Tax Reforms

Startups to be listed for angel tax exemption


Mains Paper 3: Economy | Effects Of Liberalization On The Economy

From the UPSC perspective, the following things are important:

Prelims level: Angel Tax

Mains level: Interventions required by the government to diversify India’s startup’s financing


  • The Department for Promotion of Industry and Internal Trade (DPIIT) and the Central Board of Direct Taxes (CBDT) has agreed to compile a list of startups eligible for angel tax exemption, based on their audited financial statements and income tax returns of the previous year.

Why such move?

  1. Angel tax is imposed on the excess share capital raised by an unlisted firm, over and above the fair market value of its shares.
  2. This tax usually impacts startups and the angel investments they attract.
  3. While aimed at curbing money-laundering, the angel tax has also resulted in a large number of genuine startups receiving notices from the IT Department.

Criteria for Exemption

  1. The government has decided to raise the maximum time limit below which a firm would be deemed eligible for angel tax exemption to 10 years from the earlier seven.
  2. Further, the paid-up share capital threshold below which startups would be eligible for an exemption has been set at ₹25 crore.
  3. In cases where the investment exceeds ₹25 crore, the firms would be eligible for exemption if the angel investors can prove a net worth of ₹2 crore or more in the previous financial year.
  4. For investments below ₹25 crore, no questions would be asked.

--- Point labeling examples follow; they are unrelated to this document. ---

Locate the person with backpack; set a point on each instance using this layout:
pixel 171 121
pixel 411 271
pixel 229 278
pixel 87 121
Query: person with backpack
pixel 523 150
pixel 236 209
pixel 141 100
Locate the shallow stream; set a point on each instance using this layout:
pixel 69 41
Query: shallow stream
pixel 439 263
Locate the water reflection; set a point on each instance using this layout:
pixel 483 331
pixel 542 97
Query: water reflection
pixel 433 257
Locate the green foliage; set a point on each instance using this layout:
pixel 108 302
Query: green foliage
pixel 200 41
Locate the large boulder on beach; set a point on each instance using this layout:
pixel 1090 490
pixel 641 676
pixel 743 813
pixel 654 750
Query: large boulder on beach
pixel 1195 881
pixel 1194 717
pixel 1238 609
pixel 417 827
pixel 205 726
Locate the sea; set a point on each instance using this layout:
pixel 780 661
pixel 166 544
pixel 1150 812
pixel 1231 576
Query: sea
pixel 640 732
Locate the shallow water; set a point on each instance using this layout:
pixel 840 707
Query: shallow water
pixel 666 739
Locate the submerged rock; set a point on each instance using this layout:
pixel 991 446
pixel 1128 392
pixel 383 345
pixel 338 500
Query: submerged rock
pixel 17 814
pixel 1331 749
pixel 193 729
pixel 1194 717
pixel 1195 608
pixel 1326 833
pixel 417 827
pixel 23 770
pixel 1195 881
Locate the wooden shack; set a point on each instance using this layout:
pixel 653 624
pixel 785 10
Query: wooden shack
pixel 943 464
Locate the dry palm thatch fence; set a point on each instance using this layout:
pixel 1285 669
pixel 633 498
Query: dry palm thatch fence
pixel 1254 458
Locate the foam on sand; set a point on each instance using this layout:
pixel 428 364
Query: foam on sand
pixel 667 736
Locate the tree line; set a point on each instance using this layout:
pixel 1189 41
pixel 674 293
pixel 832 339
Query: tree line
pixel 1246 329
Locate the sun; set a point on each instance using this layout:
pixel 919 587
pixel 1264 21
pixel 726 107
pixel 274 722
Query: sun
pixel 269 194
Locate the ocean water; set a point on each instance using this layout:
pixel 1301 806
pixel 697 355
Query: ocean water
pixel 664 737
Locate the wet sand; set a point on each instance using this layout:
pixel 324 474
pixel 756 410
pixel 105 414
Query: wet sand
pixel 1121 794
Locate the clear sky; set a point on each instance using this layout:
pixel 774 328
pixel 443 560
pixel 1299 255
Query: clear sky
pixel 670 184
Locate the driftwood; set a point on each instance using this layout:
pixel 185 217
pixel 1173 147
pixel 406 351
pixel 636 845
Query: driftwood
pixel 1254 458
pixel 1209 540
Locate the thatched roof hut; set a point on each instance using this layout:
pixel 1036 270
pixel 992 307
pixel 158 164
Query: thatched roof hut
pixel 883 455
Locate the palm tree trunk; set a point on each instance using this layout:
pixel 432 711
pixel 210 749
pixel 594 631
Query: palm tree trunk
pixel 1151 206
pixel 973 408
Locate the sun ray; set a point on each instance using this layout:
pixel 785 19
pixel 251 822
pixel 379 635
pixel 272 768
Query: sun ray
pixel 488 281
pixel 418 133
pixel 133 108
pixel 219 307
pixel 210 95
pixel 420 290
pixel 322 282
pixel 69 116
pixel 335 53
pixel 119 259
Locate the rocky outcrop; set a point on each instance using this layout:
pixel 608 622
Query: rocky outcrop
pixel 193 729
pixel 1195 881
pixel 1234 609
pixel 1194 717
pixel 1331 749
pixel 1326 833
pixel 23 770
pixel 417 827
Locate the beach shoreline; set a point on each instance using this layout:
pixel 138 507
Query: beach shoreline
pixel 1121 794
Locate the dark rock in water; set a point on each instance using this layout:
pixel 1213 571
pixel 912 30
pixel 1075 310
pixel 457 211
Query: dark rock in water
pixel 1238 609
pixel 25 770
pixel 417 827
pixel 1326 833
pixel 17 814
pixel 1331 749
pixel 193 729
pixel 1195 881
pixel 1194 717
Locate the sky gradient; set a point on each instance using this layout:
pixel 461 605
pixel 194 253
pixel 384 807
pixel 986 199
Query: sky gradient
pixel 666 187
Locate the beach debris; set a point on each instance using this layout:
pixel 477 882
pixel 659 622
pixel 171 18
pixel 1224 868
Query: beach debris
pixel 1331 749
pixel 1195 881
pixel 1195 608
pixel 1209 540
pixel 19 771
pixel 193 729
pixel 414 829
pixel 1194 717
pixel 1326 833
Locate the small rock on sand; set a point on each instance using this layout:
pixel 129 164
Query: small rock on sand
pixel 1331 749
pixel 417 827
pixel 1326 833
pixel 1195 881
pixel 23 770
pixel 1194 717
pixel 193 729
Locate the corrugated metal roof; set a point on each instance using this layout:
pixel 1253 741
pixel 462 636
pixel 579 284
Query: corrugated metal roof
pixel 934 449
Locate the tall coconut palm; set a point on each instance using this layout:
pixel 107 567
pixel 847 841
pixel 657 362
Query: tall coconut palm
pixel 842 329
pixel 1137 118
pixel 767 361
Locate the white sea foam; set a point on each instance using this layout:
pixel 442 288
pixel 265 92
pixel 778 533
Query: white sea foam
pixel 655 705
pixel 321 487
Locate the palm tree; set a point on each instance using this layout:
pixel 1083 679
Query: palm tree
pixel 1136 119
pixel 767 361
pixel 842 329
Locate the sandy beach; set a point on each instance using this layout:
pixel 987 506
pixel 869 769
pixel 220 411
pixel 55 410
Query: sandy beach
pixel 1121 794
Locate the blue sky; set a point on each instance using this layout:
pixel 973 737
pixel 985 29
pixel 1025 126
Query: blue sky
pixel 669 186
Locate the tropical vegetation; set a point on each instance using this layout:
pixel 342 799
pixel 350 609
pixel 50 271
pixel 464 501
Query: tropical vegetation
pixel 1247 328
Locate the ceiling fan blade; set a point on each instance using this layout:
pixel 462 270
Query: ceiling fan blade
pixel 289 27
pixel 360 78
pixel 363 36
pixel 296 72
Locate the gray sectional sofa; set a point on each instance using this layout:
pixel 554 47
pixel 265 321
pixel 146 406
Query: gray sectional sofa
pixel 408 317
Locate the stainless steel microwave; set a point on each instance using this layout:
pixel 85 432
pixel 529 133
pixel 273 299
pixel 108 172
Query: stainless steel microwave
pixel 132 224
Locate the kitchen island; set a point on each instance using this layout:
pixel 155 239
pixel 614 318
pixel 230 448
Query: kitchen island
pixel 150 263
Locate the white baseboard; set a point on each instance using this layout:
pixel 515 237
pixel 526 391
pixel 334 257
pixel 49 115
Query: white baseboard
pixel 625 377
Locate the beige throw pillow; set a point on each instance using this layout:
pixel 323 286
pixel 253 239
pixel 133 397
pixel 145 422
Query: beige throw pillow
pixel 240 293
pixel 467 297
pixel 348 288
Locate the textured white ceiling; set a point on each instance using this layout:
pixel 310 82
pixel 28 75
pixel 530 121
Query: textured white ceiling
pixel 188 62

  1. Startups would have to furnish three types of documents in order to be registered with the government:
  • Audited financials for the previous year,
  • IT returns for the previous year, and
  • A self-certified declaration.
  1. The declaration is to certify that the firm does not have ownership or investments nor plans to deploy the angel investment in real estate holdings of any kind and assets, including premium cars of value above ₹10 lakh, gold and art, diamonds, precious metals or jewellery etc.
  2. The declaration has to also acknowledge that if the company possesses any of these items, then the exemption granted from Section 56(2)(viib) would be revoked with retrospective effect.